Credit Risk Drivers
Category: Risk Management in Banking
KMV Portfolio Manager uses the asset value of firms as credit driver. CPV uses country-industry economic variables as risk drivers. Consequently, correlations between the individual credit events result from their dependence on common factors influencing asset values of firms or economic indexes driving the default probabilities. The correlation building of portfolio models uses one of these two approaches. Other models use empirical fits of ratings or defaults to observable attributes, but they do not assume any causal model between these attributes and the modelled ratings or default rates.
Exposure at Default and Recoveries
Most future exposures are uncertain as well as recoveries under default, hence the definitions of the Exposure At Default (EAD) and the loss given default (Lgd) for measuring losses due to credit risk. Exposures at default are future and uncertain, as well as recoveries.
For the banking portfolio, only some contractual exposures are projected. Others require projections, usually based on business rules and assumptions. Exposures at default are time profiles of exposures, either contractual or expected.
For the trading portfolio, the holding period view prevails. Rules stipulate that credit risk is the risk independent of market movements, or specific risk, as defined when discussing market risk. For derivatives, it is not possible to easily trade them, making it necessary to revert to the hold to maturity view of the exposure. Market-driven exposures of derivatives are defined as the time profile of peak positive exposures of instruments during their life, at a given confidence level. It is a common practice to transform uncertain exposures of derivatives into loan equivalents for the horizon considered for credit risk. This bypasses uncertainty, however, because both exposure uncertainty and credit risk interact for determining random losses.
This is a limitation of existing portfolio models. Most models do not really capture exposure uncertainty, except through a judgmental assessment of exposure at default. None of the current versions of portfolio models accommodates derivative exposure risk.
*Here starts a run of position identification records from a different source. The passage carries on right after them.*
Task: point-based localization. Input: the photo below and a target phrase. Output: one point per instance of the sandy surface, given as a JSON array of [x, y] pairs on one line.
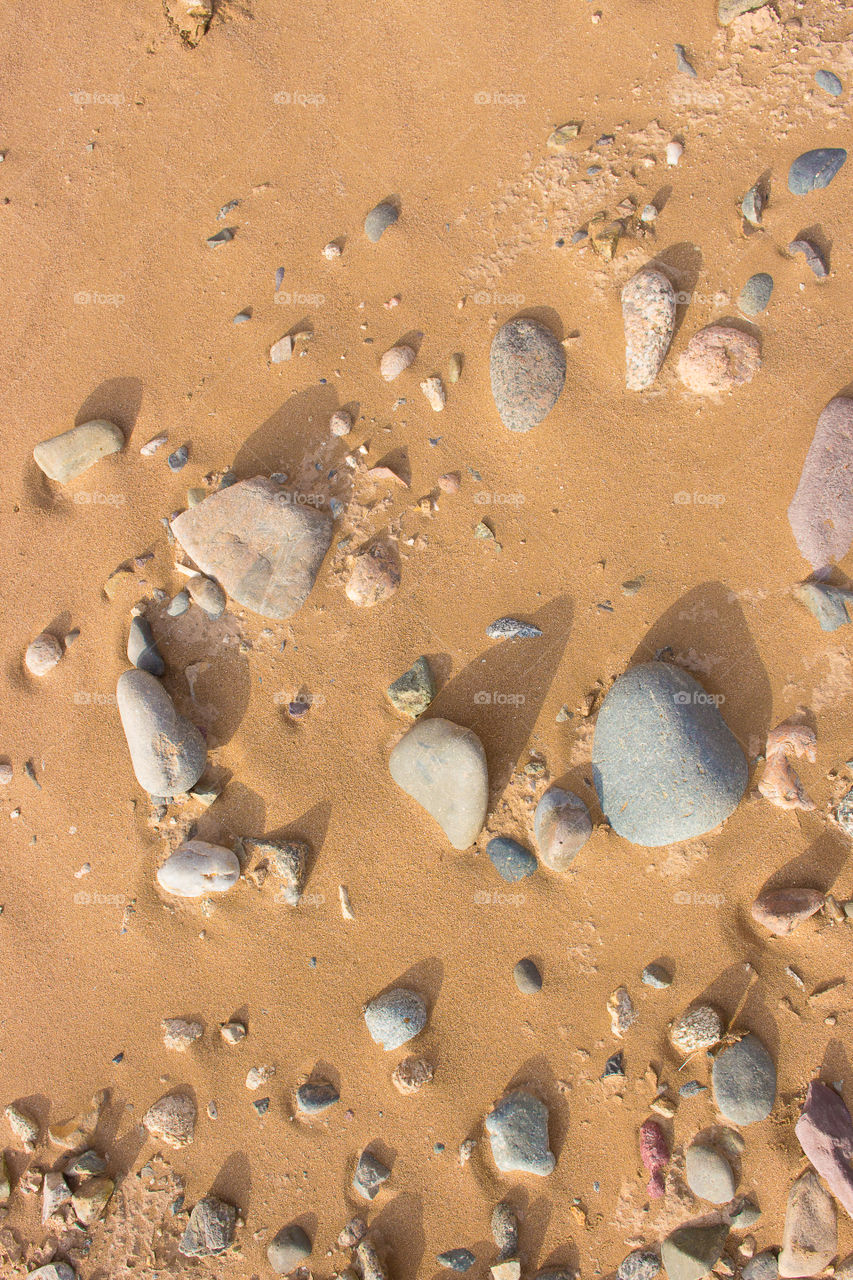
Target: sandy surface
[[310, 114]]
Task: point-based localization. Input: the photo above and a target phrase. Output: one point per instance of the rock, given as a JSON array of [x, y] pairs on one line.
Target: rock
[[821, 511], [813, 170], [443, 768], [167, 752], [67, 456], [825, 1133], [510, 629], [42, 654], [717, 359], [172, 1119], [744, 1082], [699, 1027], [179, 1034], [648, 314], [379, 219], [708, 1174], [142, 648], [755, 295], [562, 827], [395, 361], [810, 1240], [375, 575], [287, 1249], [413, 691], [411, 1074], [396, 1016], [511, 860], [263, 547], [518, 1129], [781, 909], [197, 868], [528, 370], [689, 1252], [528, 978], [210, 1229], [369, 1175], [665, 764]]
All models use the loan equivalent technique to capture derivative exposures, leaving for end-users the definition or the calculation, when adequate tools are available, of this loan equivalent.
Recoveries are a specific issue in credit risk because losses are net of any recovery. Whether or not the borrower defaults, we get back this fraction. The New Basel Accord allows recognition of some reasonably certain recoveries for alleviating capital charge. To some extent, it is possible to model recoveries according to the source of recoveries. In subsequent chapters, we show that some collateral-based transactions have a measurable risk, that the default probability of a primary borrower benefiting from third-party protection derives from the double default rule, or joint default of borrower and guarantor. In other cases, recoveries rely on expert judgment, for assigning a recovery rate. A recovery rate is similar to a facility rating, because it characterizes the facility risk, rather than the obligors risk, except that it quantifies the risk.
Portfolio models do not get into such details. They use an assigned recovery rate by facility, considered as an input. This is a drawback of models, because recovery is one of the major factors limiting losses, and recognized as such by the regulatory bodies. The only portfolio model that includes recovery uncertainty is KMV Portfolio Manager, which uses a beta distribution for the loss under default, in percentage terms, whose mode is the user-defined expected value.
Credit Risk Valuation
Book value exposures do not change with risk migrations. Models ignoring such value changes are default-only models. CreditRisk+ models defaults only. Marking-to-market values of loans imply that these values change when risk changes. The process uses the basic discounted cash flow model for valuing traded or non-traded facilities, using as discount rates the market risk-free rate plus the credit spread corresponding to the credit risk of the facility. This valuation captures the full effect of risk migrations on value rather than running in default mode only. Techniques for valuing migration range from modelling the distribution of credit risk drivers, such as asset values of firms and economic variables, to the usage of migration matrices, based on historical data, providing the frequencies of migrations for each of the final risk classes. Both expected value and value percentiles characterizing the standalone Value at Risk (VaR) of facilities derive from the distribution of values obtained through any one of these techniques (Figure 33.3).
Mark-to-market is only an option for modelling migrations of banking exposures. Marking-to-market makes explicit value changes when there are migrations across risk classes. KMV Portfolio Manager, Credit Metrics and CPV are full valuation models. KMV Portfolio Manager models migration by the distribution of the asset values at the horizon. Credit Metrics uses the same technique combined with transition matrices. CPV also uses the transition matrices, linking migration to the economic-industry variables influencing the default rates.